Berlin, January 2015– The Musikkindergarten Berlin, set up a decade ago at the instigation of Daniel Barenboim, will be celebrating its tenth anniversary in September 2015. In these ten years, more than 250 children, representing approximately 22 nationalities and cultural backgrounds, have benefitted from this initiative. Much of the daily interaction in the kindergarten is structured through music, which fosters communication in this multi-national environment and enables the children to participate and access the world around them. Daniel Barenboim’s guiding principle for the kindergarten is “not music education, but education through music” or “Nicht Musikerziehung, sondern Erziehung durch Musik”. The goal is to give the children broad and integral learning experiences through the means of music.
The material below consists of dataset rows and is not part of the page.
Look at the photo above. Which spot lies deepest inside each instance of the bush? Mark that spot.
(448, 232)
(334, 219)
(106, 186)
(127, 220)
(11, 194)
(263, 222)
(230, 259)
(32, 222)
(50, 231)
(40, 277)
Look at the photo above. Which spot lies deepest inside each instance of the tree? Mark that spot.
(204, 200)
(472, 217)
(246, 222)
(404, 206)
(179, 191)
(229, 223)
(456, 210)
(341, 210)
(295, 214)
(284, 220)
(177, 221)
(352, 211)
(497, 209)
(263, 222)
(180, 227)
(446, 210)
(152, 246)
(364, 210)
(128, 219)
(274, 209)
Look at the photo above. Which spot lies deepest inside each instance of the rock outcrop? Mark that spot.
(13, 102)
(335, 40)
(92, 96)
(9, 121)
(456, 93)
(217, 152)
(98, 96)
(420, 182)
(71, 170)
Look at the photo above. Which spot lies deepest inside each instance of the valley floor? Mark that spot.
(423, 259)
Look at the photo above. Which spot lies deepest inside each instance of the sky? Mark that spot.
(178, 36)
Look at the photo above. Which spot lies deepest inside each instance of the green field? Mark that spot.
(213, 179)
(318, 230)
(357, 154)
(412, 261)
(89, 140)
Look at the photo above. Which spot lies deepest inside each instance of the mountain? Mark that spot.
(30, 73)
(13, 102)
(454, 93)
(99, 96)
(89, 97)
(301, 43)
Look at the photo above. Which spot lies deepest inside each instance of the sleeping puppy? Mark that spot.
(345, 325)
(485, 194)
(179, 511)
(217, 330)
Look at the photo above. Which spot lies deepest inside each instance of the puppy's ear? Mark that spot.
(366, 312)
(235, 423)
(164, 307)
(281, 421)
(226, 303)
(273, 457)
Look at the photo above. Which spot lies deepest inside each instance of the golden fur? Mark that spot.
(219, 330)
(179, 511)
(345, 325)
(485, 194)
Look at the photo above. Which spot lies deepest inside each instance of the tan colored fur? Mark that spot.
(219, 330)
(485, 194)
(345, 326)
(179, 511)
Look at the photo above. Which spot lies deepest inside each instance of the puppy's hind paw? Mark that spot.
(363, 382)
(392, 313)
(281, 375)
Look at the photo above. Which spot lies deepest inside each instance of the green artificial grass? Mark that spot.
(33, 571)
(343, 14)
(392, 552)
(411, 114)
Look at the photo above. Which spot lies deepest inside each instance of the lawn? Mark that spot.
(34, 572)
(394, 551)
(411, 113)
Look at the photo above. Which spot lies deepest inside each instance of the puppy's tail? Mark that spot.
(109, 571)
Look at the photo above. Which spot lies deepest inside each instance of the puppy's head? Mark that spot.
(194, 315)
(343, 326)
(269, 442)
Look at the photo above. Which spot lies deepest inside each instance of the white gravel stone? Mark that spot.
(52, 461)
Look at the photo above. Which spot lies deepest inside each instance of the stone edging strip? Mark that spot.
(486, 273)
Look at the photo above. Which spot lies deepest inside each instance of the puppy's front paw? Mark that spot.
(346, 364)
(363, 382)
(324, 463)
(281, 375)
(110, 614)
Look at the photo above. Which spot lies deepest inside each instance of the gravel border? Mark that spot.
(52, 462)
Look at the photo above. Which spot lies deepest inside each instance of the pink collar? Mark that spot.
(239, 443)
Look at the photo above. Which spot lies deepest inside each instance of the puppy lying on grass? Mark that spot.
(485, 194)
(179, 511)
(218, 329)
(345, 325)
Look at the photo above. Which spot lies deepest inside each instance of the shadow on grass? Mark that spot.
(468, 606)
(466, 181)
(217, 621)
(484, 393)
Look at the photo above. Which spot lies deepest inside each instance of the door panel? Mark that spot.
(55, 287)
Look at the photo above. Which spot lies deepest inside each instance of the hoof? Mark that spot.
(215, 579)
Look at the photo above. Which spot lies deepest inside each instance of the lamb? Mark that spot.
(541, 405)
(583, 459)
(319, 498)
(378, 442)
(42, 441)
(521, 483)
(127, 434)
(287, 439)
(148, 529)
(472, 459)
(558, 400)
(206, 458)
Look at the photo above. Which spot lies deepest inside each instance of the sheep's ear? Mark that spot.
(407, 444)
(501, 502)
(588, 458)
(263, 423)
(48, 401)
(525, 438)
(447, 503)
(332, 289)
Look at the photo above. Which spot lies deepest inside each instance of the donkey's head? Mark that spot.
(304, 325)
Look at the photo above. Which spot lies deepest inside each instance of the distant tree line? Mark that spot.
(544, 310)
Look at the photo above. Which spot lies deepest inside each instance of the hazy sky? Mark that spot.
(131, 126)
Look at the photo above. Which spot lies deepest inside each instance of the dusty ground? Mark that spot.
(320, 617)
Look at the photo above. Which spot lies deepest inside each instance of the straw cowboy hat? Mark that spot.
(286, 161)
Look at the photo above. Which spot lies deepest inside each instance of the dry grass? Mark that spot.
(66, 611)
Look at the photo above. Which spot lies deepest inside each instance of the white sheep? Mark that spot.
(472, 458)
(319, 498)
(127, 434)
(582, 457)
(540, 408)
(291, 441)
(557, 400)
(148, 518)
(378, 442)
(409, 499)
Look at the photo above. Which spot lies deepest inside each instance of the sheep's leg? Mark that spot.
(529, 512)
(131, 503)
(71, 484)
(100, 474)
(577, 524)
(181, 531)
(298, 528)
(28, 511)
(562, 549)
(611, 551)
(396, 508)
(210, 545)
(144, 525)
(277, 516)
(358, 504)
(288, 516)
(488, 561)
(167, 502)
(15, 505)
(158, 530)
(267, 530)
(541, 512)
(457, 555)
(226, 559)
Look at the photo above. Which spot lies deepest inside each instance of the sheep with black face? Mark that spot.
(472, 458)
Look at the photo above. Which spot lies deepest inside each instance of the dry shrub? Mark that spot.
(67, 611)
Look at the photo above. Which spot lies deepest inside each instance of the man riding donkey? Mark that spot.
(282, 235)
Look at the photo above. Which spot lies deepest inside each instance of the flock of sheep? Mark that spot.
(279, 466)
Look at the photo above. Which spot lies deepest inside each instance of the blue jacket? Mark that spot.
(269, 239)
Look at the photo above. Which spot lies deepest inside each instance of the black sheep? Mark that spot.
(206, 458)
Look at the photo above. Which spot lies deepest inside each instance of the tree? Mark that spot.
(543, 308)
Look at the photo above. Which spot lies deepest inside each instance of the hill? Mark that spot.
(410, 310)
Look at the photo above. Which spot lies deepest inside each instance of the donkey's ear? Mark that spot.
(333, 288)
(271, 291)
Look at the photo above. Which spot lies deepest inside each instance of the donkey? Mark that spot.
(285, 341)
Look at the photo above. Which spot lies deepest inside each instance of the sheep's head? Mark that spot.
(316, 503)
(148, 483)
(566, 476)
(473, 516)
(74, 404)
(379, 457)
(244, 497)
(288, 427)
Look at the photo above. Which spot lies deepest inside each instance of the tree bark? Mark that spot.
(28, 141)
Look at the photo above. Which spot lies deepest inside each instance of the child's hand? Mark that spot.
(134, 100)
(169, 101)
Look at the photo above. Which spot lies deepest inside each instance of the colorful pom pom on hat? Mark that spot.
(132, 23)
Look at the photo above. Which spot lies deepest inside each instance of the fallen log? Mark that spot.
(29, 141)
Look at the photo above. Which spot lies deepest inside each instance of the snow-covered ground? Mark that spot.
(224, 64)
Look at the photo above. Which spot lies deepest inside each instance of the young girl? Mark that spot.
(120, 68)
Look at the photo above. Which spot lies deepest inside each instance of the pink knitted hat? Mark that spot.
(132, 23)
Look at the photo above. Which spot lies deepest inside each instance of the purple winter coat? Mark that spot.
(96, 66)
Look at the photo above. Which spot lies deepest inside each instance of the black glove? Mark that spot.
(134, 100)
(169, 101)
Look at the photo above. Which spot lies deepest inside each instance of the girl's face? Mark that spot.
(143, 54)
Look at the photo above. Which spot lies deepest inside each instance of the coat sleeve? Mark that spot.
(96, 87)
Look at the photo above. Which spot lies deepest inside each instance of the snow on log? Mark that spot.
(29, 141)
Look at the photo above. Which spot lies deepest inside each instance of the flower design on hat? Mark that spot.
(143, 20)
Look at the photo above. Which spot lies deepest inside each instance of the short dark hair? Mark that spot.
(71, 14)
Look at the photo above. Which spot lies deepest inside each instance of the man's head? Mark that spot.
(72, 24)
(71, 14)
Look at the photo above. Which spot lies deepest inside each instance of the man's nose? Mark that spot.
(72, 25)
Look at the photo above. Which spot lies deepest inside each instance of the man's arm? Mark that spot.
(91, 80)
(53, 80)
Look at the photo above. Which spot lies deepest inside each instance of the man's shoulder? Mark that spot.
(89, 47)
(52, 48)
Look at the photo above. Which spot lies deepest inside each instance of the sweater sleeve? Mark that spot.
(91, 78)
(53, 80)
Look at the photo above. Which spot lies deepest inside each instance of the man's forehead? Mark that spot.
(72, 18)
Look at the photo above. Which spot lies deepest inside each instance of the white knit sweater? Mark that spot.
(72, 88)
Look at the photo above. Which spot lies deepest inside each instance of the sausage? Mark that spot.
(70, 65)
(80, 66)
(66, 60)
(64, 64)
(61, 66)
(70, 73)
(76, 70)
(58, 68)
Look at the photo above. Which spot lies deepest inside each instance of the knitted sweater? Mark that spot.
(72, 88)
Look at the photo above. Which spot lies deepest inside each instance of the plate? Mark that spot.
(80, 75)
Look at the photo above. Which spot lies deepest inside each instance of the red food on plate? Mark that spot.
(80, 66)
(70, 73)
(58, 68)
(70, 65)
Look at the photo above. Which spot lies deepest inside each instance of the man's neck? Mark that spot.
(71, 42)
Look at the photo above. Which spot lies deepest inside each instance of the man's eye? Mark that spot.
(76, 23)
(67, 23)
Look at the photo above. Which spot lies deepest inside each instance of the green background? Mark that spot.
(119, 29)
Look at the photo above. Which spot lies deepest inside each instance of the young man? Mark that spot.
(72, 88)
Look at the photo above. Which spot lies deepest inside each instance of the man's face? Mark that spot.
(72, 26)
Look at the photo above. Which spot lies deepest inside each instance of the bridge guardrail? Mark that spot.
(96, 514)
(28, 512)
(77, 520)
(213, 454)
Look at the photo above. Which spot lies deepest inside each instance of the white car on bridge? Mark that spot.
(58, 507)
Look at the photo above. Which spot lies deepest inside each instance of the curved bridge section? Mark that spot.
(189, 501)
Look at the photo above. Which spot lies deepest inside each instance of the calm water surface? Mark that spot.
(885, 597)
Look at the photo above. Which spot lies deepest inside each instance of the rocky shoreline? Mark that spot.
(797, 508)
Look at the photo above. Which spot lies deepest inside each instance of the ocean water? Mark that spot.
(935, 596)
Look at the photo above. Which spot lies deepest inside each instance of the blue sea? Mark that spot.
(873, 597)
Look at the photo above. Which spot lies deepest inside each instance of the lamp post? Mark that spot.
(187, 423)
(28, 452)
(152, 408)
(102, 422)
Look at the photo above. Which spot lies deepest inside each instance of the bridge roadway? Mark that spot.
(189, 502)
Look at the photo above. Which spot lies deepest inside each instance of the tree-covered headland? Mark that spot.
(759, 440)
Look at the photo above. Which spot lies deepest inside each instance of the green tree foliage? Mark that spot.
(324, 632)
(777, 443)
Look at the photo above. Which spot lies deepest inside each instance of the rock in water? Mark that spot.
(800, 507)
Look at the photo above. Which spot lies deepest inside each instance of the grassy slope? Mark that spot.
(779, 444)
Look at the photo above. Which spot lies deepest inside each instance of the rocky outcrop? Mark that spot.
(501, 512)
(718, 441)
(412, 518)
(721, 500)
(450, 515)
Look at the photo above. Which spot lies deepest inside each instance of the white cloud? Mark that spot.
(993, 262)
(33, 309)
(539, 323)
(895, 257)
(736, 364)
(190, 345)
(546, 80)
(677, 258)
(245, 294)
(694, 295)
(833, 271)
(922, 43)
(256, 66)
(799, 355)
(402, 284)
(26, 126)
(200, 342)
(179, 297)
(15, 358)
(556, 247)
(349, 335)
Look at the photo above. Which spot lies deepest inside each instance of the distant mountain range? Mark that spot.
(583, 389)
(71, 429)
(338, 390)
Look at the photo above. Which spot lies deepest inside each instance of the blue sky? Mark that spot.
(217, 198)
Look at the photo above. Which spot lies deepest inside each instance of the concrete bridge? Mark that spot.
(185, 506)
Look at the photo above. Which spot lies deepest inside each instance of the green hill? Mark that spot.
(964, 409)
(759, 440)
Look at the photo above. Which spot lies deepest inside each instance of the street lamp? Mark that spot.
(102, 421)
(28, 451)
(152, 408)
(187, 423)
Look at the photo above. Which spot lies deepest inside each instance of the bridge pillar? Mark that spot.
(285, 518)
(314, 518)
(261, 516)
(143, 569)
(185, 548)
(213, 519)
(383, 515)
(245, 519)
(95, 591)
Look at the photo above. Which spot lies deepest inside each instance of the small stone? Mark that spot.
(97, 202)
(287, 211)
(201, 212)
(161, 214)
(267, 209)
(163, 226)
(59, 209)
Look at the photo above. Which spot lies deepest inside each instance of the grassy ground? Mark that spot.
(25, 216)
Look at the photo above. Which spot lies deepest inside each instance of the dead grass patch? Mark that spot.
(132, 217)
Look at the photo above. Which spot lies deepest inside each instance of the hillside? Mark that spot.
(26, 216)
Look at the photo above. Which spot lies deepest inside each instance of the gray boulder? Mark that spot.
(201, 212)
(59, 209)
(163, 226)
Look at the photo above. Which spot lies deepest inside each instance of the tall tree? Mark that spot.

This approach is a portal for learning for all children, including those from more disadvantaged backgrounds.
A contribution of inestimable value to this endeavor has been the continuing voluntary involvement of the musicians of the Staatskapelle with their weekly individual visits to the kindergarten, which stimulate the children to hear and see (observe) differentiated music making.
As with the other publicly supported kindergartens in Berlin, the Musikkindergarten’s work is based on the “Berliner Bildungsplan”. The Berlin Senate stipulates that an external evaluation be made every four years of the quality and effectiveness of the implementation of the “Berliner Bildungsplan” of each kindergarten. In external evaluation carried out in December , the Musikkindergarten received the highest amount of points awarded—an honour and an obligation to maintain this standard.
The team of teachers and the leadership of the Musikkindergarten consider this evaluation to be an incentive to continue doing the best possible work for the children and to work, in addition, on constantly improving the benchmark. Even with our very good teacher-child staffing ratio, we have yet to attain the Scandinavian standard—something we would wish also for children in Germany. We would also wish that music would once again become a standard component in the early education of children. Learning through music in the sensitive early years of children’s’ development enhances their senses and schools their perceptive facilities. No matter what the cultural or ethnic background of a child is, his or her speech development, motor skills, awareness of structures and numbers, social competence and creative abilities are all fostered by music.
The musical training of kindergarten teachers also needs to be promoted in order to equip them to carry out this important social task, and it is equally evident that kindergarten teachers deserve a much higher level of recognition and remuneration for the fundamentally important work they carry out in our society. The foundation laid in the first six years of a child’s life is existentially of enormous consequence. Kindergarten teachers merit recognition and gratitude rather than a mere pat on the shoulder. Society needs to come to an understanding of what this work is worth.
The Musikkindergarten is engaged in these issues. At this interim stage, after 10 years of endeavor, we are looking forward to the next 10 years and to hopefully helping create a broad awareness and consensus of what music can give our children.